Eleanor died aged 56, in June 1889, in Holborn. Three years later her youngest son, Adam was admitted to Holborn workhouse. He was then 25 and was admitted and discharged three times. Each time he spent a month or so in the institution. This was probably due to ill health, as the building later became a hospital. He died 4/1897 aged 32, recorded in the Strand area.
Above: Holborn infirmary where Adam died
William’s youngest son, also an Adam was only 9 when his father died, and was left an orphan at 16 when his mother died.
Adam Dick married Anne Turnbull in Hackney, London on Jun 14th, 1868. She was a daughter of William Turnbull, a “paper stainer” from Newcastle. They were back in Newcastle for the 1871 census and they already had 2 daughters, Anne J 2 and Margaret 4 months.
Ten years later the family had moved back to London. In Islington where Adam was found on the voters list and 1881 census, Adam and Anne had two children, Annie, and Harry b 1873 so daughter Margaret was missing.
In 1891 they were living at 123, Thorpedale, Islington. The census form had been so badly completed, that future transcribers couldn’t decipher the names. (They were clearer on the next census in 1901)
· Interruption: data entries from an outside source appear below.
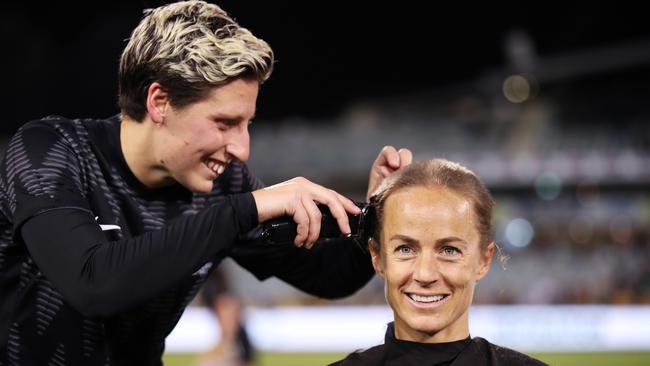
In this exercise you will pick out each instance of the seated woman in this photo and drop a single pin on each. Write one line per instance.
(431, 243)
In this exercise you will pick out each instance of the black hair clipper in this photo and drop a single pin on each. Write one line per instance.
(283, 229)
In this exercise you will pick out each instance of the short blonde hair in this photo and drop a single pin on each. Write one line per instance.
(189, 47)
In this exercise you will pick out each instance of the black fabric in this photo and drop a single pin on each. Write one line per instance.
(467, 352)
(96, 269)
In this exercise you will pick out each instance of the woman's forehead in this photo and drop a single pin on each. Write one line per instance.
(431, 211)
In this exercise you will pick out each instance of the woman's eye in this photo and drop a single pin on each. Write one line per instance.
(404, 249)
(450, 251)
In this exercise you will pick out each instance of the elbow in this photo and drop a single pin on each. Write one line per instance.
(94, 301)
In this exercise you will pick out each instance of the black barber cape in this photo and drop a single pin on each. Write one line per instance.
(467, 352)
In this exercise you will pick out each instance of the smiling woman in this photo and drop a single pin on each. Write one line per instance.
(431, 244)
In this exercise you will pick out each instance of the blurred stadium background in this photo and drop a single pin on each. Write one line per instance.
(549, 104)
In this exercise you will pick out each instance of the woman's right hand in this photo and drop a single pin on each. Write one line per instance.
(298, 198)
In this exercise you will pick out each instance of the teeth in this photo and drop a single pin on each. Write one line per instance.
(216, 166)
(419, 298)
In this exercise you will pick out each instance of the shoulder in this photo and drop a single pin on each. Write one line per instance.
(51, 128)
(370, 356)
(503, 355)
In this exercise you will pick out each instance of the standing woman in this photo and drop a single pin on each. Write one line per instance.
(431, 244)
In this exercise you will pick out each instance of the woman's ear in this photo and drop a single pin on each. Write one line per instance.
(376, 258)
(485, 261)
(157, 102)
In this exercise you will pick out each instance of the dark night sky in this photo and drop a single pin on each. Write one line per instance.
(63, 59)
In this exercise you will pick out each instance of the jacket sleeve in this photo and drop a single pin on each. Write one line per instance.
(98, 277)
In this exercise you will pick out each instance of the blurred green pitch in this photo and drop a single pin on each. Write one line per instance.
(321, 359)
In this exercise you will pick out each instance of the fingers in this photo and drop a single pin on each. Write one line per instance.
(314, 217)
(298, 198)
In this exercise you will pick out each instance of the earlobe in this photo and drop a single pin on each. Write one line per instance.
(157, 101)
(376, 259)
(486, 261)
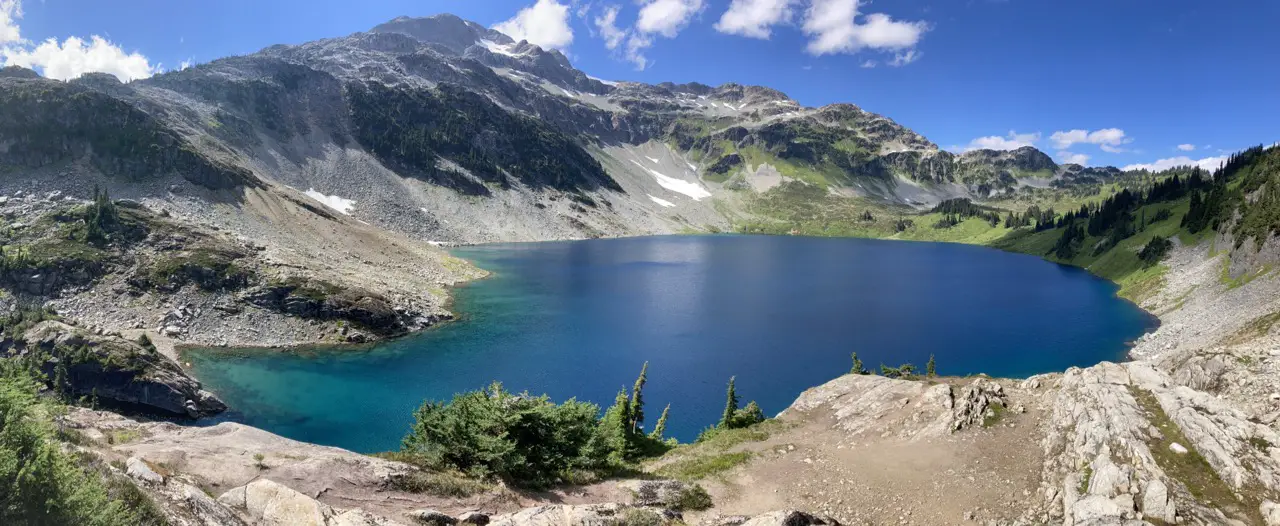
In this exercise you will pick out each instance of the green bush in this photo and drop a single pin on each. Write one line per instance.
(528, 440)
(695, 497)
(531, 440)
(1155, 250)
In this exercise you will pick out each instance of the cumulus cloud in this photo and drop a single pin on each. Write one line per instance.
(1013, 141)
(10, 10)
(544, 23)
(1107, 138)
(905, 58)
(832, 27)
(607, 23)
(1069, 158)
(667, 17)
(753, 18)
(1164, 164)
(74, 56)
(636, 44)
(69, 58)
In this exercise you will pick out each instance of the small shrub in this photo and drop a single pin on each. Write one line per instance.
(439, 484)
(1155, 250)
(704, 466)
(903, 371)
(524, 439)
(695, 498)
(640, 517)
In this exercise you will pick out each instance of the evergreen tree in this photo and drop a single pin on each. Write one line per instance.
(658, 429)
(60, 378)
(858, 366)
(730, 405)
(636, 412)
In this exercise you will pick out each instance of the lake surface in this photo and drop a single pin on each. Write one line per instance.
(781, 314)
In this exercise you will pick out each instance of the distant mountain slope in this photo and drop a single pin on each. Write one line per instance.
(448, 131)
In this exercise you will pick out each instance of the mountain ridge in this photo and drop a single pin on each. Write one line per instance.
(287, 114)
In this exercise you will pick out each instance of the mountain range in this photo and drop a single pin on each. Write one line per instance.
(447, 131)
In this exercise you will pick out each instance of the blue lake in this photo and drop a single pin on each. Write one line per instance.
(781, 314)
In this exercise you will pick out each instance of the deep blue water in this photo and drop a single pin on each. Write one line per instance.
(782, 314)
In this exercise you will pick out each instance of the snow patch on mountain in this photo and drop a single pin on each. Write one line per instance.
(338, 204)
(693, 190)
(661, 201)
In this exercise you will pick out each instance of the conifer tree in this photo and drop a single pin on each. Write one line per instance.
(658, 429)
(730, 405)
(636, 411)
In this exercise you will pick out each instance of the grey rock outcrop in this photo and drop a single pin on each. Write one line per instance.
(432, 517)
(118, 371)
(790, 517)
(268, 503)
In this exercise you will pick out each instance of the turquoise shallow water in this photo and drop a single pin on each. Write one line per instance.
(782, 314)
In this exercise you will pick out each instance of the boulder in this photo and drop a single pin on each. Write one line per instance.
(474, 518)
(269, 503)
(974, 401)
(1270, 512)
(1156, 503)
(137, 469)
(790, 517)
(206, 510)
(565, 515)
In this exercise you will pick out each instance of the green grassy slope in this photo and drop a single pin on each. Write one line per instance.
(1247, 187)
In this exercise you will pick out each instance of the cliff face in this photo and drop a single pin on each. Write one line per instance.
(115, 373)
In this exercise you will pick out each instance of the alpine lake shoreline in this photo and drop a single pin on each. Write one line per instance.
(179, 352)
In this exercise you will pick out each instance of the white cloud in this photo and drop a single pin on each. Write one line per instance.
(10, 10)
(753, 18)
(667, 17)
(68, 59)
(545, 23)
(636, 44)
(664, 18)
(1164, 164)
(905, 58)
(832, 27)
(1069, 158)
(1107, 138)
(1013, 141)
(608, 27)
(73, 58)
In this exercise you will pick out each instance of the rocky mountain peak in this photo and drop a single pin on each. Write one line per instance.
(444, 30)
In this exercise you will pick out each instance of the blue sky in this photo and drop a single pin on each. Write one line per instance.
(1121, 82)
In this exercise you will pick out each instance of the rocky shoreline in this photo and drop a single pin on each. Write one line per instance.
(1095, 446)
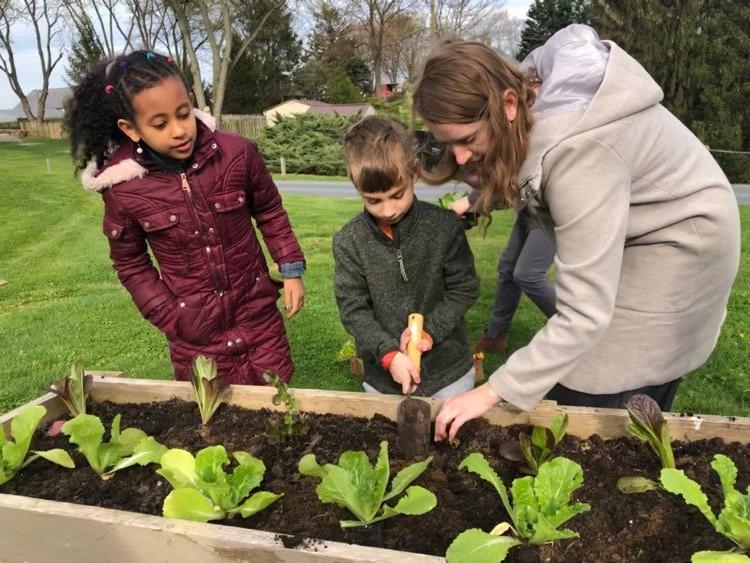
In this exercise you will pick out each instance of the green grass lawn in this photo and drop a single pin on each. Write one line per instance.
(60, 300)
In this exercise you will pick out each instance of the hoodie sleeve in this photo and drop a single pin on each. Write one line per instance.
(354, 302)
(268, 212)
(132, 263)
(587, 191)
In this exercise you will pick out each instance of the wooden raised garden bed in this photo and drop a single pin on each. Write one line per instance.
(36, 526)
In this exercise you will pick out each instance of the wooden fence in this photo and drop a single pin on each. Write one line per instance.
(248, 126)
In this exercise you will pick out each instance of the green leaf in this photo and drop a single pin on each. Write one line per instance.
(406, 476)
(476, 463)
(675, 481)
(189, 504)
(256, 503)
(178, 467)
(417, 500)
(146, 451)
(476, 546)
(57, 456)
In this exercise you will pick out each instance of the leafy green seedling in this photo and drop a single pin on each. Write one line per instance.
(124, 449)
(289, 423)
(540, 506)
(74, 390)
(360, 487)
(647, 422)
(13, 450)
(733, 521)
(532, 452)
(208, 387)
(203, 491)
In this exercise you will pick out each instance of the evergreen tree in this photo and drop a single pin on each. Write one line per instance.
(546, 17)
(84, 53)
(261, 77)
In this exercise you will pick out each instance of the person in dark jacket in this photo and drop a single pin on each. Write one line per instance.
(173, 184)
(402, 256)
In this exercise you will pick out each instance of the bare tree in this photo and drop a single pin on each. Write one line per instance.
(376, 16)
(217, 20)
(45, 19)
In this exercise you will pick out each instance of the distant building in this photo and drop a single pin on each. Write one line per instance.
(296, 107)
(53, 108)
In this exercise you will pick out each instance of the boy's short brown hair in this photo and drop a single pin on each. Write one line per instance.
(379, 155)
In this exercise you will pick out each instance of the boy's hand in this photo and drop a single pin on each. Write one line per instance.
(461, 206)
(294, 296)
(404, 373)
(424, 344)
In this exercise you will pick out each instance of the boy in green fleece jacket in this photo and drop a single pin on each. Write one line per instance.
(402, 256)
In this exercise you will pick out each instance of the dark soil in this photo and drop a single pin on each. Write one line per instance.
(655, 526)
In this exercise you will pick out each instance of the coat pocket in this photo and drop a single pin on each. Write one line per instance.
(199, 318)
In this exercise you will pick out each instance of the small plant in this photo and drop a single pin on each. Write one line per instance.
(540, 506)
(733, 521)
(203, 491)
(208, 387)
(289, 423)
(124, 449)
(360, 487)
(348, 353)
(13, 451)
(647, 422)
(532, 452)
(74, 390)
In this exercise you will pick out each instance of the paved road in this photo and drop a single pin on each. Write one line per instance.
(424, 192)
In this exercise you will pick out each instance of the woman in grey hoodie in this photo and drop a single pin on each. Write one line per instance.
(646, 223)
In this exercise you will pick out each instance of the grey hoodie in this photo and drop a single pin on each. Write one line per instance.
(646, 225)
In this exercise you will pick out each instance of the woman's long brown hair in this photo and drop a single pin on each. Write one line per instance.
(464, 82)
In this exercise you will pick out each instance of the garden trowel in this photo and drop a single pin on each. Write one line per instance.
(414, 416)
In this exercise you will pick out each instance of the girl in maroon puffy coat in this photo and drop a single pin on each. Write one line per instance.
(174, 184)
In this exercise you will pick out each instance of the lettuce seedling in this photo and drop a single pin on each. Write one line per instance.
(733, 521)
(74, 390)
(361, 488)
(533, 452)
(203, 491)
(647, 422)
(289, 423)
(126, 448)
(208, 387)
(540, 506)
(13, 450)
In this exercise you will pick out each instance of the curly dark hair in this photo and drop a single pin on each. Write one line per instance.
(105, 95)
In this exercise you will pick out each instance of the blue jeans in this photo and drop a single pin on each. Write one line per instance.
(523, 268)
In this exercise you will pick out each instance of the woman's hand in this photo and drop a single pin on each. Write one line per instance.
(461, 206)
(294, 296)
(456, 410)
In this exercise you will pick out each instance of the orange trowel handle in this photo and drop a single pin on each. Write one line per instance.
(416, 325)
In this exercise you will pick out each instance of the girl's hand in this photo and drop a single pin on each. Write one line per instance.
(456, 410)
(403, 372)
(424, 345)
(294, 296)
(461, 206)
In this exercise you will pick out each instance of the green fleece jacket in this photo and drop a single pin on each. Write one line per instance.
(427, 268)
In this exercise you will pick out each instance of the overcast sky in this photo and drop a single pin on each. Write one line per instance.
(27, 60)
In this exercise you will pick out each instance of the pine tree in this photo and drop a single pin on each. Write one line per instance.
(84, 53)
(545, 17)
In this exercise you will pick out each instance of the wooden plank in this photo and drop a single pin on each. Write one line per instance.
(91, 535)
(582, 421)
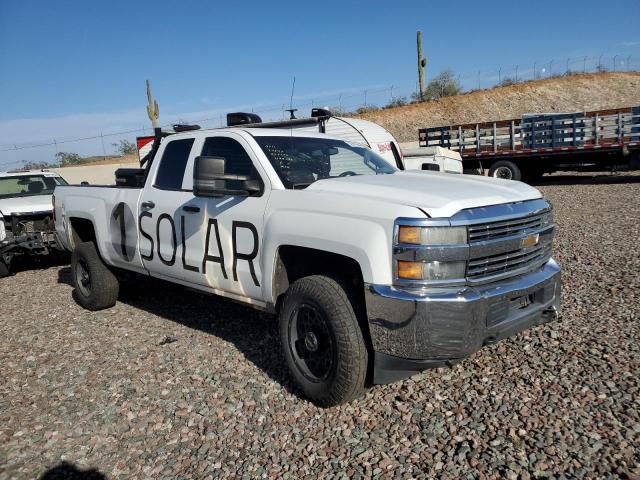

Adam was 52 and Anne 46 in 1891. Their children were William 16: Minnie (not Marie) 14:Agnes 12: Frederick ( not Frank) 11: Bertie ( not Beatrice) 7: John 5: Charles3: and Dorothy.?
Four of the children were baptised together on May 14th 1884 ( probably to save money!) They lived in Thorpedale until at least1896 according to the voters lists and by 1901 census and in the voters lists for 1904, 07 and 08.
In 1911 Adam was widowed and living with Mabel Dorothy, his youngest daughter at 4, Pountley St., Upper Holloway. They had 4 rooms. He was still a carpenter, aged 71. Adam died 1924 aged 84.